Tenho conhecido algumas pessoas
ou até mesmo casais e famílias que se comportam como ilhas no meio social. Geralmente não se abrem a relacionamentos,
salvo por curtos espaços de tempo,
mantém uma vida isolada e solitária e alguns constantemente estão
mudando de casa, cidade, grupo religioso e amigos. Olhando à distância tudo
parece normal, afinal a vida hoje em dia oferece tantas opções de ocupações e
de lazeres individualistas que se não conhecermos a realidade dessas pessoas um
pouco mais de perto, aparentemente pensaremos que estão bem e são felizes
assim.
Não vou afirmar que não exista
ninguém que viva relativamente bem dessa forma, mas a verdadeira realidade
emocional e espiritual dessas pessoas na maioria das vezes é desajustada,
depressiva e triste.

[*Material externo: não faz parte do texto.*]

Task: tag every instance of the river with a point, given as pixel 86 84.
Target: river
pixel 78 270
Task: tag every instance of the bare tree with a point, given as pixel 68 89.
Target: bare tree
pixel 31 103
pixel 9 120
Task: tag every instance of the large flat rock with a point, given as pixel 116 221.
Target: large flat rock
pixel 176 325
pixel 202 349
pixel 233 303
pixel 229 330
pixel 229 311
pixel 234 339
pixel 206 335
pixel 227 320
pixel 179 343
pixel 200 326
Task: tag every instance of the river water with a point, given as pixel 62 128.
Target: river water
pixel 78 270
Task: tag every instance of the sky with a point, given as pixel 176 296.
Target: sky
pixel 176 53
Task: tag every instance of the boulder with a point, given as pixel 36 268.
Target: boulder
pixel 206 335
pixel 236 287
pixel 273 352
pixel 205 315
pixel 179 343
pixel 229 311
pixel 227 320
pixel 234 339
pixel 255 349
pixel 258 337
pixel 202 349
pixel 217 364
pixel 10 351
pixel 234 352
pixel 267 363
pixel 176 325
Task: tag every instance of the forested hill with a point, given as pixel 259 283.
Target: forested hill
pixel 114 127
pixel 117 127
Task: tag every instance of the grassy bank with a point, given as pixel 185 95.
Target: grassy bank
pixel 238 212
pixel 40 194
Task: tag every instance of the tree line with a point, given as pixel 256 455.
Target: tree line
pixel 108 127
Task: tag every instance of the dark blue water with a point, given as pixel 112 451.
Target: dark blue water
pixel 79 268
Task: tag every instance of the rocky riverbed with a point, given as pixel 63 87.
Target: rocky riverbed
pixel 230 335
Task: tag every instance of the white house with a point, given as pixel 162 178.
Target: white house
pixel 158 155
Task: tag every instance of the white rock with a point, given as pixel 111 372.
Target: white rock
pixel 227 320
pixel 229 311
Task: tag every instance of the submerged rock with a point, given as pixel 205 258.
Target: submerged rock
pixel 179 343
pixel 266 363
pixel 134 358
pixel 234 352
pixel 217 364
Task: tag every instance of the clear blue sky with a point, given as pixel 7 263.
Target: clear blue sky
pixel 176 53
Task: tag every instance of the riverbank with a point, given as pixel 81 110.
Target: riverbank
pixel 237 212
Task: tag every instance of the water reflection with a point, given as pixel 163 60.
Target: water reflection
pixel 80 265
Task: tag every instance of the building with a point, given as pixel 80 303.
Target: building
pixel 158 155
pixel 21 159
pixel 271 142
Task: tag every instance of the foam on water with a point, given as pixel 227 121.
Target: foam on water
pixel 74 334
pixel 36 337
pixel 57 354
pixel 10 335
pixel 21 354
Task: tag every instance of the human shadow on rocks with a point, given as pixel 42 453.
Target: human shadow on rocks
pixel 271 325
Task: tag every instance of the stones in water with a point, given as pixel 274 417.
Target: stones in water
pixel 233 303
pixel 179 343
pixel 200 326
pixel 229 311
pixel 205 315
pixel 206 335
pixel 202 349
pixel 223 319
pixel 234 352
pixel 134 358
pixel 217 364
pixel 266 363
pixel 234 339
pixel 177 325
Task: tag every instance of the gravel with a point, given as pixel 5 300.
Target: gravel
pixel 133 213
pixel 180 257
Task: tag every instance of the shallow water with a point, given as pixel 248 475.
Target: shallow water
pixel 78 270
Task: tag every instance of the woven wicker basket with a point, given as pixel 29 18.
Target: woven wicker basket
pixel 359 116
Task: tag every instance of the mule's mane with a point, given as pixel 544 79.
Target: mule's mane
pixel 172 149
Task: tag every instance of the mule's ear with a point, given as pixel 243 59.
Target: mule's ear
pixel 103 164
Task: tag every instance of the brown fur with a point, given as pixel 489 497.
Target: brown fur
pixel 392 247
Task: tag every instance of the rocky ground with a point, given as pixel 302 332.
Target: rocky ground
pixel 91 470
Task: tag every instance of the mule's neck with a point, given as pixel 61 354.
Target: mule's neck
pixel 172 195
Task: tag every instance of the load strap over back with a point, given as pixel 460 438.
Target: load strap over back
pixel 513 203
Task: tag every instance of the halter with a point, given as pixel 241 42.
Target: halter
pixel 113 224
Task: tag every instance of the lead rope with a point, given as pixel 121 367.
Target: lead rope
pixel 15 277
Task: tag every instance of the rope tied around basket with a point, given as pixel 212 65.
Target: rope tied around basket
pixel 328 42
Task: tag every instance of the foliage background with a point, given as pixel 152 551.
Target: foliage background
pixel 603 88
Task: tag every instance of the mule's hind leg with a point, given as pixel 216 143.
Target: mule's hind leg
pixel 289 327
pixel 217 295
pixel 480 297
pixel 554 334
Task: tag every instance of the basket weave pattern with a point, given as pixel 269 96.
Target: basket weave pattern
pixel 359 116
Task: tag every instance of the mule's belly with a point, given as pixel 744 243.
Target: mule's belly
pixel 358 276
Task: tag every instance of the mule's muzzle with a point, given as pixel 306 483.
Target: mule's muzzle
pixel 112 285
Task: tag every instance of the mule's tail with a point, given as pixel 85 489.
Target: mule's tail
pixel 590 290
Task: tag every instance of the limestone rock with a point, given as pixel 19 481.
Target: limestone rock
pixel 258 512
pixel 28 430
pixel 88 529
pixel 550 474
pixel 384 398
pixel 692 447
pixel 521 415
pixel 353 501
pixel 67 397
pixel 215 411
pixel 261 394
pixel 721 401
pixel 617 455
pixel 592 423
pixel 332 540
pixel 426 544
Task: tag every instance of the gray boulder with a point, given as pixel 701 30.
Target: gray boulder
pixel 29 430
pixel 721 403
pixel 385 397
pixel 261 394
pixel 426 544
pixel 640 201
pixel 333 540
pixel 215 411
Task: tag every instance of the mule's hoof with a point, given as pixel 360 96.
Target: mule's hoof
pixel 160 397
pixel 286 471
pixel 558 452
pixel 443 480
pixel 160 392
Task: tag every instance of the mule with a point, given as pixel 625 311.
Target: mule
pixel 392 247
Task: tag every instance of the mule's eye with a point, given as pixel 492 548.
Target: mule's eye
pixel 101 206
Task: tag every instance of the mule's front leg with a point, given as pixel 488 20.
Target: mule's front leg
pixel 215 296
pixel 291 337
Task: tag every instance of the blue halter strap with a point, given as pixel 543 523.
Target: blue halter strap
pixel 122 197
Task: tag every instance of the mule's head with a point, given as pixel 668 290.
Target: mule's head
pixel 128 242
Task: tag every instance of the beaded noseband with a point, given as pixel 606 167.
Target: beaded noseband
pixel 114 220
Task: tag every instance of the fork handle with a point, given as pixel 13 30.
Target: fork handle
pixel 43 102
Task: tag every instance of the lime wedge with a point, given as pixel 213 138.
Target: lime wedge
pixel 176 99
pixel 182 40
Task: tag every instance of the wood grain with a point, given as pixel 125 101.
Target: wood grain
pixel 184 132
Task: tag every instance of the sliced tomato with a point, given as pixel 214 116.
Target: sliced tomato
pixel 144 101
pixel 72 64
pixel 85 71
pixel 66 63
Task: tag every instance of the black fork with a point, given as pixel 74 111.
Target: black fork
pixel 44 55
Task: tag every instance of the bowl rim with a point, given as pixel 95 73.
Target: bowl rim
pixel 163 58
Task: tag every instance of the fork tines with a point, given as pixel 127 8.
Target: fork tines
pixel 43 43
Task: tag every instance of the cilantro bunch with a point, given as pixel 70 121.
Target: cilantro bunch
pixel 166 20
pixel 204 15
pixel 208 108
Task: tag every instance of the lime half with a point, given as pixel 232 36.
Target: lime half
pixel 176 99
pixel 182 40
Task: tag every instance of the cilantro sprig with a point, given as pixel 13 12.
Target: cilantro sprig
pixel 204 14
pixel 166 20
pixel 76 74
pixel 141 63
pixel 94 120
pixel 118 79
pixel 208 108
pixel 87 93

São desconfiados, paranóicos em relação a intenção de
outras pessoas, amargurados e contém uma longa lista de desafetos familiares e
amigos que foram sendo abandonados ao longo de suas vidas tal qual objetos descartáveis
que são jogados fora quando já foram usados. Muitos se comportam como eternas
vítimas de tudo e de todos e seu discurso está sempre pronto a culpar as demais
pessoas em relação a sua solidão e fracasso em se relacionar.
Mas o que de fato acontece para
que essas pessoas se tornem tão prontas a descartar as outras de seu convívio?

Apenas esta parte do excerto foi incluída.